"Ragazzi eccezionali, il Gela non regala niente a nessuno"
Le parole del diesse Lo Bianco: "Ora finiamo la stagione nel migliore dei modi, poi per andare avanti dovranno esserci i presupposti"
L'elogio ad un gruppo di uomini, prima ancora che calciatori, l'amarezza per un ruolo da protagonista che la squadra avrebbe potuto avere nell'alta classifica e poi anche le scuse per quello "scatto" finale, al triplice fischio, forse anche per dare sfogo a tutte le tensioni delle ultime settimane.
Al termine di Gela-Reggina, il direttore sportivo dei biancazzurri Aurelio Lo Bianco ha commentato il match evidenziando il carattere della sua squadra, capace di bloccare la ben più quotata formazione amaranto sullo 0-0 nonostante le numerose e importanti assenze.
Gruppo eccezionale. «Un'ulteriore conferma che questo è un gruppo di ragazzi eccezionali che danno l'anima, anche al cospetto di squadre blasonate contro la Reggina. Ne ho sentite di ogni, ma poi è il campo che parla. Per la salvezza non sono felice perché questa è una squadra che poteva fare grandissime cose, partita dopo partita lo dimostra. Giochiamo per la gente che ci viene a sostenere sempre e per le nostre famiglie. Poi tireremo le somme».

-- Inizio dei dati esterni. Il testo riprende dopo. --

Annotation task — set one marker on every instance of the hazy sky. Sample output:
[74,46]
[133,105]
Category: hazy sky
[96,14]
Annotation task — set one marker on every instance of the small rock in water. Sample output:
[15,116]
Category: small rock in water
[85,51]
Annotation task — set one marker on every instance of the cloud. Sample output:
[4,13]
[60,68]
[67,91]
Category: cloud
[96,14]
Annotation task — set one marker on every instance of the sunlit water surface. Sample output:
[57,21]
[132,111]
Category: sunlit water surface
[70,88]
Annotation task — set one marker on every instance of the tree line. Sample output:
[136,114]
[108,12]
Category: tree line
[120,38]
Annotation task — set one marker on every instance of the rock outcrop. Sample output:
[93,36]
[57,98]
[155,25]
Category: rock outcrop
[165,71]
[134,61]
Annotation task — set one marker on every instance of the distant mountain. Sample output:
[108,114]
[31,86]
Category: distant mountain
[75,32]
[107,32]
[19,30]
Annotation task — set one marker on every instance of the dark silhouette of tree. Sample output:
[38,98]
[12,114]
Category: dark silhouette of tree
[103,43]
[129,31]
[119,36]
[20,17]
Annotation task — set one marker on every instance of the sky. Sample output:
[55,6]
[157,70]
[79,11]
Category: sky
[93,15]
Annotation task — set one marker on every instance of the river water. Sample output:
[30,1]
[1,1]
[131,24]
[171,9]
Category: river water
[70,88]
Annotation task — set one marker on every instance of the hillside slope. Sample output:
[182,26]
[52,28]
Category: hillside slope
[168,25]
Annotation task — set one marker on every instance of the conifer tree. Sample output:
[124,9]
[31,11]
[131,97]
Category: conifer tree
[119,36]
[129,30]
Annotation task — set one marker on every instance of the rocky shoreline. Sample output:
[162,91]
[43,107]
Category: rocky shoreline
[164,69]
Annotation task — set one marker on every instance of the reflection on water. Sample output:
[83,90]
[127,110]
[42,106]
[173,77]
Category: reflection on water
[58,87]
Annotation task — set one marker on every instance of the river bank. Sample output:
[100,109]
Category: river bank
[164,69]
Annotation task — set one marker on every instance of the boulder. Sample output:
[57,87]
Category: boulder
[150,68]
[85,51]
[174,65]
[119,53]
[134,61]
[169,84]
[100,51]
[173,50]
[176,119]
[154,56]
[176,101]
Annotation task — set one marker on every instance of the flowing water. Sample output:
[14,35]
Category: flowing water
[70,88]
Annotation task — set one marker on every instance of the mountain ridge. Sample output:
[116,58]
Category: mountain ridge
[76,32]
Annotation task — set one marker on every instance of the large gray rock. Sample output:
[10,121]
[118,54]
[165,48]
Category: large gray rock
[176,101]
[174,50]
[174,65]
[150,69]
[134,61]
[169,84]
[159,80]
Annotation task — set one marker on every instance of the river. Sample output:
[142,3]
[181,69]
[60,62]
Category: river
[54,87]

La tensione di fine partita. ««Non sono abituato a questo, sono stato abituato alla pace, all'educazione e al rispetto. Ci dinamiche che purtroppo annebbiano la vista, chiedo scusa principalmente alla città. Non è successo niente di eclatante, ma devo imparare a gestire le emozioni: ho 40 anni, ci può stare. Viviamo tutto in maniera vera e profonda».
La precisazione, con vista sul futuro. «Abbiamo pareggiato con l'Athletic a Palermo, a Caltanissetta abbiamo giocato con una squadra rimaneggiata. Per la Reggina mi dispiace, è una squadra che merita altri palcoscenici, ma il Gela non regala niente a nessuno: chiunque deve soffrire per vincere contro di noi. Cercheremo di finire la stagione nel migliore dei modi, poi se ci saranno i presupposti potremo pensare al futuro. Gela ha bisogno di qualcosa di importante».